Struktur perbankan yang kuat dibangun dengan meningkatkan peran serta BPR dalam peta perbankan nasional. BPR yang kuat dan kokoh sangat
dibutuhkan agar mampu melayani lapisan masyarakat di daerah pedesaan atau daerah terpencil khususnya yang tidak terjangkau oleh pelayanan bank-bank
umum. Untuk itu daya saing dari BPR harus diperkuat, sehingga BPR tidak hanya mampu bersaing dengan BPR lainnya, tetapi juga mampu bersaing
dengan bank-bank umum yang memiliki cabang-cabang di wilayah pedesaan Bank Indonesia, 2006a.

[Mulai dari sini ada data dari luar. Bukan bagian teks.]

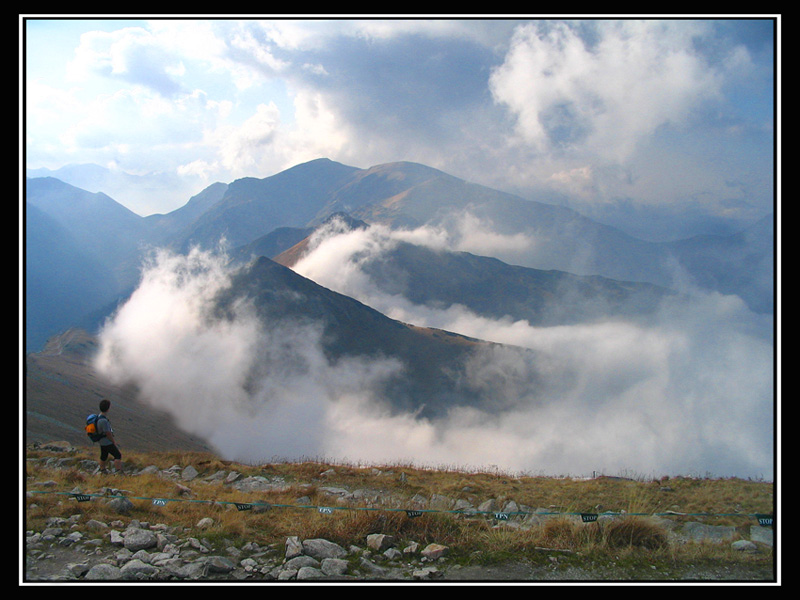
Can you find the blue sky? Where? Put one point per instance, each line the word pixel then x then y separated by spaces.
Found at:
pixel 625 120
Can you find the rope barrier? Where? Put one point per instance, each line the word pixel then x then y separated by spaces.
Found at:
pixel 765 520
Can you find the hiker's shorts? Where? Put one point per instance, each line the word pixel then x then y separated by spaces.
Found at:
pixel 110 449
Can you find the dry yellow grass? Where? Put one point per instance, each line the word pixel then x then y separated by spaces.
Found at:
pixel 350 525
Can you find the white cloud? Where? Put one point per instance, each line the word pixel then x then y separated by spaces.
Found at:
pixel 689 393
pixel 605 96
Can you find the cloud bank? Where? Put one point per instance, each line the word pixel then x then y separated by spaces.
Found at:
pixel 689 393
pixel 611 116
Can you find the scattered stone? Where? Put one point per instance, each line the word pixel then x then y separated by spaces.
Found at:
pixel 380 542
pixel 434 551
pixel 139 539
pixel 189 473
pixel 322 549
pixel 744 546
pixel 104 572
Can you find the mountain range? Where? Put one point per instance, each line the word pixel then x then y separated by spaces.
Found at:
pixel 510 258
pixel 84 250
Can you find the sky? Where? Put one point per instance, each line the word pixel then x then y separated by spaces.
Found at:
pixel 664 127
pixel 634 122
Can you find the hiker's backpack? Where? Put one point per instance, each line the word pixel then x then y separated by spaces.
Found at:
pixel 91 428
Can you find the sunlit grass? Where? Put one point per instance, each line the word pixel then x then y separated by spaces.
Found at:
pixel 276 515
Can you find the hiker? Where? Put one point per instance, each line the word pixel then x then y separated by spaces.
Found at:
pixel 108 444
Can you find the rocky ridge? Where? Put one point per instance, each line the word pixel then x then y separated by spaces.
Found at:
pixel 126 549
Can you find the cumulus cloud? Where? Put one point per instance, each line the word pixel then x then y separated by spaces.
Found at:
pixel 607 93
pixel 688 393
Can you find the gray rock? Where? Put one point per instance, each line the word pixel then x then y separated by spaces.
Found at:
pixel 700 531
pixel 744 546
pixel 120 505
pixel 434 551
pixel 293 547
pixel 103 572
pixel 309 573
pixel 380 542
pixel 139 539
pixel 321 549
pixel 334 567
pixel 762 535
pixel 300 561
pixel 219 564
pixel 192 571
pixel 137 569
pixel 189 473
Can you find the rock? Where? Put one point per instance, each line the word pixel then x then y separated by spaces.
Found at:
pixel 95 525
pixel 189 473
pixel 321 549
pixel 371 568
pixel 61 446
pixel 700 531
pixel 334 567
pixel 219 564
pixel 103 572
pixel 380 542
pixel 139 539
pixel 393 554
pixel 120 505
pixel 762 535
pixel 744 546
pixel 309 573
pixel 293 547
pixel 434 551
pixel 298 562
pixel 137 569
pixel 425 573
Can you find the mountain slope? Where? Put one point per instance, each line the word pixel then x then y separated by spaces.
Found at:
pixel 61 389
pixel 434 361
pixel 253 207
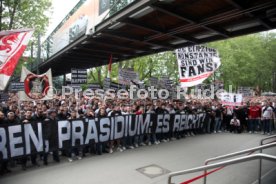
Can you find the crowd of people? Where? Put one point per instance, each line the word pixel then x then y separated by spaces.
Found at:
pixel 257 115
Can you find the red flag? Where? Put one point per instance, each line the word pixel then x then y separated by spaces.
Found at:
pixel 109 66
pixel 12 45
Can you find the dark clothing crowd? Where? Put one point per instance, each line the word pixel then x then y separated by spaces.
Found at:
pixel 255 117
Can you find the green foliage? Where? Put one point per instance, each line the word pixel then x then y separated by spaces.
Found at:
pixel 248 60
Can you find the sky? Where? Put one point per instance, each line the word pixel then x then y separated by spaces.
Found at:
pixel 60 9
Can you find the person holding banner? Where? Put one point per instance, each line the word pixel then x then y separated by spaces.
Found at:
pixel 3 164
pixel 50 132
pixel 29 119
pixel 235 125
pixel 254 115
pixel 218 118
pixel 267 116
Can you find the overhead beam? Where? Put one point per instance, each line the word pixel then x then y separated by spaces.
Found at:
pixel 141 25
pixel 138 40
pixel 265 22
pixel 190 20
pixel 101 51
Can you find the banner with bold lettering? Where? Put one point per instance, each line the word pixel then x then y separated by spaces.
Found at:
pixel 18 140
pixel 231 99
pixel 196 63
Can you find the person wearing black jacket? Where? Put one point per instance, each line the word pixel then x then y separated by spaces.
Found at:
pixel 29 119
pixel 3 164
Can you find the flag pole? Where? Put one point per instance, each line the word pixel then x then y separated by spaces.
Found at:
pixel 38 53
pixel 109 67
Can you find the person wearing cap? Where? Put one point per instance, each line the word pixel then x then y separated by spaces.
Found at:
pixel 3 164
pixel 50 132
pixel 29 119
pixel 235 125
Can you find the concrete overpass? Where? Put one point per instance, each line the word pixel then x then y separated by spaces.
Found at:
pixel 150 26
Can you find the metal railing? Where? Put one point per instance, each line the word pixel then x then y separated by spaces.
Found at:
pixel 223 163
pixel 251 150
pixel 267 138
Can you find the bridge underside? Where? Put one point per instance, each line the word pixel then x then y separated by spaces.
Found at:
pixel 151 26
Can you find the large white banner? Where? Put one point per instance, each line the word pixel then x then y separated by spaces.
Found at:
pixel 37 87
pixel 231 99
pixel 196 63
pixel 126 76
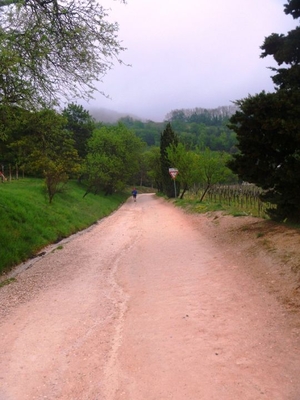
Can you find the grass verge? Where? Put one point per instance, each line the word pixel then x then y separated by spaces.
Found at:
pixel 28 222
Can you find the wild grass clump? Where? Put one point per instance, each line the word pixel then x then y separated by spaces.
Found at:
pixel 28 222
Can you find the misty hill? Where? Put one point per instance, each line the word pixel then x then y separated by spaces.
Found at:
pixel 109 116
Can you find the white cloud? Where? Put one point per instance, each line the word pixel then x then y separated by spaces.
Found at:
pixel 191 53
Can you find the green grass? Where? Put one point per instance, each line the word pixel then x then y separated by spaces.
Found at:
pixel 28 222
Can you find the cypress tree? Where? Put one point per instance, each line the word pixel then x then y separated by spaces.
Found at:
pixel 167 138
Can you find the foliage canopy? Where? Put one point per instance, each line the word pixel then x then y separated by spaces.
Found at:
pixel 52 49
pixel 268 128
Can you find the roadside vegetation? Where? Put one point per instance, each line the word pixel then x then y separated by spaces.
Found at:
pixel 29 223
pixel 80 168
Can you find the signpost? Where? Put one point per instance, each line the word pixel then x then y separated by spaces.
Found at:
pixel 174 172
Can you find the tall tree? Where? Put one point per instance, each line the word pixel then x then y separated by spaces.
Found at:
pixel 52 48
pixel 167 138
pixel 113 158
pixel 186 162
pixel 268 128
pixel 48 149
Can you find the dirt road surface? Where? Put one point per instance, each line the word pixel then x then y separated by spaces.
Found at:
pixel 146 305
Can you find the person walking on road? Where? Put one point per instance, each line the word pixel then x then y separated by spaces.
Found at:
pixel 134 194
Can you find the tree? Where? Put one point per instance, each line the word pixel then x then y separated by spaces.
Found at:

Salah satu program API adalah penguatan struktur perbankan nasional. Implementasi dari program ini dilaksanakan secara bertahap dengan beberapa
kegiatan, yaitu: 1 memperkuat permodalan bank, 2 memperkuat daya saing dan kelembagaan BPR dan BPRS, dan 3 meningkatkan akses kredit dan
pembiayaan UMKM. Untuk memperkuat daya saing dan kelembagaan BPR dan BPRS dilakukan kegiatan-kegiatan yaitu: 1 meningkatkan
linkage program antara bank umum dengan BPR, 2 implementasi program aliansi strategis
lembaga keuangan syariah dengan BPRS melalui kemitraan strategis dalam rangka pengembangan UMKM, 3 mendorong pendirian BPR dan BPRS di luar
Pulau Jawa dan Bali, 4 mempermudah pembukaan kantor cabang BPR dan BPRS bagi yang telah memenuhi persyaratan, dan 5 memfasilitasi
pembentukan fasilitas jasa bersama untuk BPR dan BPRS termasuk apex bank
Bank Indonesia, 2006a. BPR sebagai bagian dari industri perbankan secara keseluruhan juga
memiliki peranan yang sangat signifikan untuk membantu meningkatkan akses perbankan. Untuk itu BPR harus mampu beroperasi secara efisien dalam rangka
meningkatkan penyediaan kredit dengan biaya yang lebih murah kepada sektor riil. Upaya yang harus dilakukan oleh BPR adalah dengan membentuk fasilitas
jasa bersama diantara BPR-BPR sehingga dapat menciptakan efisiensi dalam beberapa kegiatan operasional BPR seperti biaya
overhead, biaya pemasaran, dan penghematan untuk investasi pada teknologi informasi.